En Nueva York ya no existe el anonimato: de acuerdo con una investigación de Amnistía Internacional, alrededor de 15 mil cámaras con tecnología de reconocimiento facial son utilizadas por el Departamento de Policía para monitorear los movimientos de cerca de la mitad de las personas que habitan la ciudad.

La organización y un equipo de personas voluntarias mapearon las cámaras del sistema de vigilancia en tres de las cinco zonas de Nueva York: Manhattan, Bronx y Brooklyn; esta última es la más vigilada con más de 8 mil cámaras.

“No importa si estás atendiendo una protesta, caminando por un vecindario en particular o solamente haciendo compras, tu cara puede ser rastreada por la tecnología de reconocimiento facial utilizando imágenes de miles de puntos de cámaras a través de Nueva York”, advirtió Matt Mahmoudi, el investigador de Amnistía Internacional que lideró el proyecto.

Las cámaras se ubican sobre edificios, semáforos e intersecciones, mayormente en vecindarios de comunidades no blancas; por ejemplo, el barrio más vigilado es East New York, Brooklyn, donde se registraron 577 cámaras en menos de 2 millas cuadradas y más del 90 por ciento de la población no es blanca.

Esto es especialmente preocupante porque, como se ha demostrado, los sistemas de reconocimiento facial son menos precisos en personas de pieles oscuras y son utilizados más para identificar a personas no blancas, muchas veces con resultados desastrosos.

Además, la policía cuenta con la red de cámaras de la ciudad, pero muchas veces se les concede acceso a las de negocios privados y residencias, lo que incrementa su red.

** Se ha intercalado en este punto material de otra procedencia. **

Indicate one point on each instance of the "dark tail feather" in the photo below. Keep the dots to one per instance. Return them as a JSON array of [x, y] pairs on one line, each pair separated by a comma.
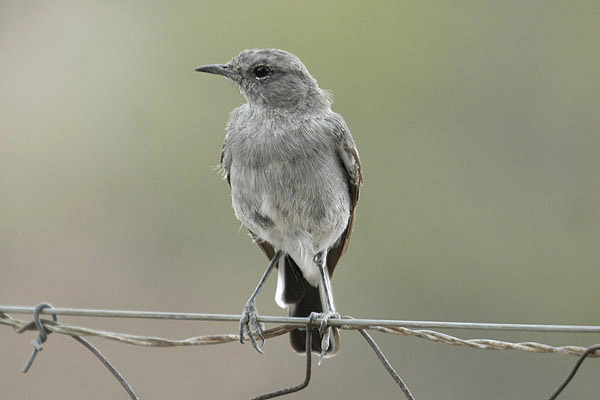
[[302, 300]]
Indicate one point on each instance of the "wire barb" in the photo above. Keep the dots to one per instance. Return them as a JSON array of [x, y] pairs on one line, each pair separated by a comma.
[[42, 335], [590, 351], [394, 327], [304, 384]]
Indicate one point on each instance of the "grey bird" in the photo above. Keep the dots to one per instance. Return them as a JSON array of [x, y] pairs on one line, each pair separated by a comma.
[[295, 176]]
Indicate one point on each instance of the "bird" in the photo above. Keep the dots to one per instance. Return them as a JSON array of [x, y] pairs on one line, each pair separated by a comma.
[[295, 176]]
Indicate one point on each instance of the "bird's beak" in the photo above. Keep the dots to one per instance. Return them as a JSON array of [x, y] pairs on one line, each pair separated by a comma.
[[217, 69]]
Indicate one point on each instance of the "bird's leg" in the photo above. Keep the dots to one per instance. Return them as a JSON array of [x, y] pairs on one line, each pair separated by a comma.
[[249, 320], [327, 301]]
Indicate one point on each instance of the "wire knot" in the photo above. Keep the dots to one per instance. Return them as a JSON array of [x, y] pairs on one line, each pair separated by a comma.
[[42, 335]]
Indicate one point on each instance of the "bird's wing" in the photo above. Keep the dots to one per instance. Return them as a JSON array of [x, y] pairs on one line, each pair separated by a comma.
[[346, 151]]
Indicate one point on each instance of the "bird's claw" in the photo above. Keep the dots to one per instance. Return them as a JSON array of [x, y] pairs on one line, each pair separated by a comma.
[[249, 324]]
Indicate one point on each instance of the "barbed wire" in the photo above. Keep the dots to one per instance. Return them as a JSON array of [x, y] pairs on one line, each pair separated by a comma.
[[395, 327]]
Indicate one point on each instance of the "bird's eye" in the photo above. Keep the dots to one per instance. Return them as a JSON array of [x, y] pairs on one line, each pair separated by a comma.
[[262, 71]]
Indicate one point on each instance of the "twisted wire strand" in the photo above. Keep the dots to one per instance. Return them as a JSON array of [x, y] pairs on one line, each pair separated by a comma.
[[151, 341]]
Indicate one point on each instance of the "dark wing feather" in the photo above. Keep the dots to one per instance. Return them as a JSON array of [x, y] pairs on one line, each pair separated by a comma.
[[349, 157]]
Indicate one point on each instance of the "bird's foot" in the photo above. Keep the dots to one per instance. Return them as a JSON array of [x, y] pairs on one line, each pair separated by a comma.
[[324, 330], [249, 324]]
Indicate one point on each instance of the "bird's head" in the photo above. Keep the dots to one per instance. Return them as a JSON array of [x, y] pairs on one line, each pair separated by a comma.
[[272, 78]]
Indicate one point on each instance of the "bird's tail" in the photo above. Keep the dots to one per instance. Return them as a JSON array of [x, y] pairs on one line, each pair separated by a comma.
[[301, 299]]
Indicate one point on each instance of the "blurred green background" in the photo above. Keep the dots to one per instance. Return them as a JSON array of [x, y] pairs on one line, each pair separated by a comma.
[[478, 128]]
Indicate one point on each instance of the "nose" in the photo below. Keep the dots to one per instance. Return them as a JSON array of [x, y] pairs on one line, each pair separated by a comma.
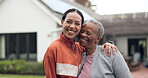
[[72, 26], [83, 34]]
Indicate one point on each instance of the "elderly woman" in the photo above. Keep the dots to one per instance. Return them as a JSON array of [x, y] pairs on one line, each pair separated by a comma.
[[95, 63]]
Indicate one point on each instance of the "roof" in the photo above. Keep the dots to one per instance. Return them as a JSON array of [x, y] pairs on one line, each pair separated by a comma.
[[126, 24], [62, 5]]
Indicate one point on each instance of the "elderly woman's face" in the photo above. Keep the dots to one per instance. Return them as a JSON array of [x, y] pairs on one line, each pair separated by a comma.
[[88, 35]]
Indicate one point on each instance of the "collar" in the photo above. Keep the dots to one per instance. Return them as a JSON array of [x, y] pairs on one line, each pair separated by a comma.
[[67, 42]]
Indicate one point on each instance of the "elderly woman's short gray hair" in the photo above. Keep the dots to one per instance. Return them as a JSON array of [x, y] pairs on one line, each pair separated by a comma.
[[100, 27]]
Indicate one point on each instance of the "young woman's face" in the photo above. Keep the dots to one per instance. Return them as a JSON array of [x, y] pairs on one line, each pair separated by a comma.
[[71, 25], [88, 35]]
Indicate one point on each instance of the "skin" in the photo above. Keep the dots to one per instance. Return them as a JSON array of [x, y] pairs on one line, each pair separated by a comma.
[[71, 25], [89, 38]]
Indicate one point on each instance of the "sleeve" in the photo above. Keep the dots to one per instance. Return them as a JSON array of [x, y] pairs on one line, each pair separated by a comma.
[[120, 67], [49, 63]]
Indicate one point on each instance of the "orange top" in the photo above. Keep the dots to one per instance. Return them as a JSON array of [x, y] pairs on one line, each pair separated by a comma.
[[62, 58]]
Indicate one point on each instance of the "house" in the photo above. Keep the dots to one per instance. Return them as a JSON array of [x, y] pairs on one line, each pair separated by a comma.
[[27, 27], [129, 32]]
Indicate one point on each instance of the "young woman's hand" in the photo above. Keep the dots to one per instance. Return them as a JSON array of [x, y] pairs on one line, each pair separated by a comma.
[[109, 47]]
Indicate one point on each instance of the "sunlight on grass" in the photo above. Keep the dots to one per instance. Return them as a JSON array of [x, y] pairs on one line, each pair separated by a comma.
[[20, 76]]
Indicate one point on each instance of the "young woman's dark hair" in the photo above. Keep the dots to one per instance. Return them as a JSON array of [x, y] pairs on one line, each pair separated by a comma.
[[73, 10]]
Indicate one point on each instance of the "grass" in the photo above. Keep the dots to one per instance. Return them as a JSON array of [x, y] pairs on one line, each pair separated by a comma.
[[20, 76]]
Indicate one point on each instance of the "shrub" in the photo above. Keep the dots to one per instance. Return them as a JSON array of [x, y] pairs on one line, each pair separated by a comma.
[[21, 67]]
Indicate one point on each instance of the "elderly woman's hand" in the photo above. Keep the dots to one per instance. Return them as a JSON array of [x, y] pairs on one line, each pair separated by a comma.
[[109, 47]]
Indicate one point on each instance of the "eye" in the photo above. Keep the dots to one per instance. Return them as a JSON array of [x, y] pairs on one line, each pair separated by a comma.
[[77, 23], [88, 33], [69, 22]]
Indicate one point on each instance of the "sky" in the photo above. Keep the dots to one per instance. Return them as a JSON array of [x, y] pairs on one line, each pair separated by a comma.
[[106, 7]]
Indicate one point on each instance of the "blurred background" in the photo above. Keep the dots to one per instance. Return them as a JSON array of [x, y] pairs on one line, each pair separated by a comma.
[[27, 27]]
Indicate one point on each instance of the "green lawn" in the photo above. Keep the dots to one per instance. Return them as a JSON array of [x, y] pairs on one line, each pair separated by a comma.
[[20, 76]]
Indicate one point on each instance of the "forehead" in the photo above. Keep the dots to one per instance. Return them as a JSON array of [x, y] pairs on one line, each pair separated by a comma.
[[74, 15], [90, 26]]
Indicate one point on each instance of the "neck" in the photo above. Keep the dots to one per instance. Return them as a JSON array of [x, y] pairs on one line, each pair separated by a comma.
[[90, 51]]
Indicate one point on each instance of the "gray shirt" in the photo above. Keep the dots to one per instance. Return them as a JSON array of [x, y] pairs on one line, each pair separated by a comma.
[[103, 66]]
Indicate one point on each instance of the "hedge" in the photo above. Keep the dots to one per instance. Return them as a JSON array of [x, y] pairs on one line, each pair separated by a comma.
[[21, 67]]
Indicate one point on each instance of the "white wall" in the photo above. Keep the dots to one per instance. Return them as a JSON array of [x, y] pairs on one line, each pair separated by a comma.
[[2, 46], [17, 16]]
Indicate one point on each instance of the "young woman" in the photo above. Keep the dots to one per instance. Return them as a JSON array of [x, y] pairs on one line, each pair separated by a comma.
[[95, 63], [63, 56]]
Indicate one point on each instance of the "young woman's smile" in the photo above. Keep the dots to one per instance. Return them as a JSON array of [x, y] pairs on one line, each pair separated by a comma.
[[71, 25]]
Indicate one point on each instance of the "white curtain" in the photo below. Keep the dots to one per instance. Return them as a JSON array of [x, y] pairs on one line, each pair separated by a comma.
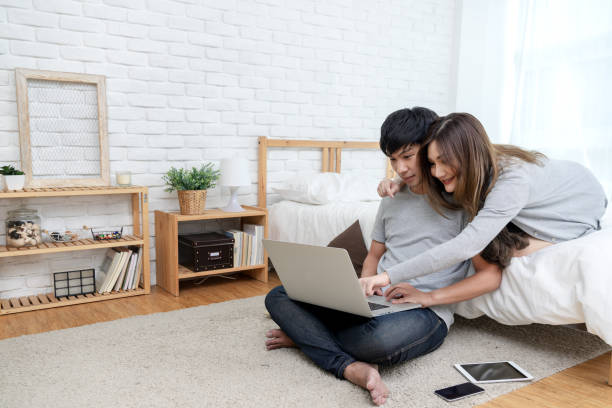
[[555, 77]]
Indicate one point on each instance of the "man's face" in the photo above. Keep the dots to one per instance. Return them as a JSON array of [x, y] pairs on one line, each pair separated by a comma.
[[406, 164]]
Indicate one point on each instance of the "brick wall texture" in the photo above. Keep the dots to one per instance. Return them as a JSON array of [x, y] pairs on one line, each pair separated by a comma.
[[192, 81]]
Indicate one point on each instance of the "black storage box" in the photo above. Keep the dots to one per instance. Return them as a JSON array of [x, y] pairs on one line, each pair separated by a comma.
[[206, 252]]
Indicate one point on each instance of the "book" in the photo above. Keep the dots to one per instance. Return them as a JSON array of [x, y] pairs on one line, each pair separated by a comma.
[[257, 232], [124, 269], [245, 246], [249, 245], [138, 271], [129, 277], [106, 269], [117, 271], [237, 235]]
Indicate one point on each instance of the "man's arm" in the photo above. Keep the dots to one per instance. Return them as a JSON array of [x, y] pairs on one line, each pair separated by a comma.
[[370, 264], [486, 279]]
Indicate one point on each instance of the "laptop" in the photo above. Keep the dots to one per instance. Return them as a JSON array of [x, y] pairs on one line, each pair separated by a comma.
[[325, 276]]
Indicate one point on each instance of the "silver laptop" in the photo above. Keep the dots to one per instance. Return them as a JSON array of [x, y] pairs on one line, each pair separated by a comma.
[[325, 276]]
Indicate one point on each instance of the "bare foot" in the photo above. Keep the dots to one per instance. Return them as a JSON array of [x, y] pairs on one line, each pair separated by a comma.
[[278, 339], [367, 376]]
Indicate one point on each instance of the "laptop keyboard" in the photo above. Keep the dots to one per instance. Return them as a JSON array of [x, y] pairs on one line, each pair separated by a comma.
[[376, 306]]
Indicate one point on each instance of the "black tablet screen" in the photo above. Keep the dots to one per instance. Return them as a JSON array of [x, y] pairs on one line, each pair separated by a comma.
[[492, 371]]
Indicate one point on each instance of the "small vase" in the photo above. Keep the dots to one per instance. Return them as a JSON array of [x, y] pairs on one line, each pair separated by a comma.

Desde 2017, la Policía de Nueva York llevó a cabo cerca de 22 mil búsquedas a través de la tecnología de reconocimiento facial.

El uso de esta tecnología continúa siendo opaco por parte del Departamento, ya que se desconoce la ubicación y número de cámaras en uso o cualquier detalle sobre cuánto tiempo se almacena la información y con quién se comparte.

Mientras el uso de la tecnología es muy intenso en Nueva York, diversas ciudades de Estados Unidos avanzan en sentido contrario, como Portland, San Francisco, Oakland, Mineápolis, y más recientemente el condado de King en Washington.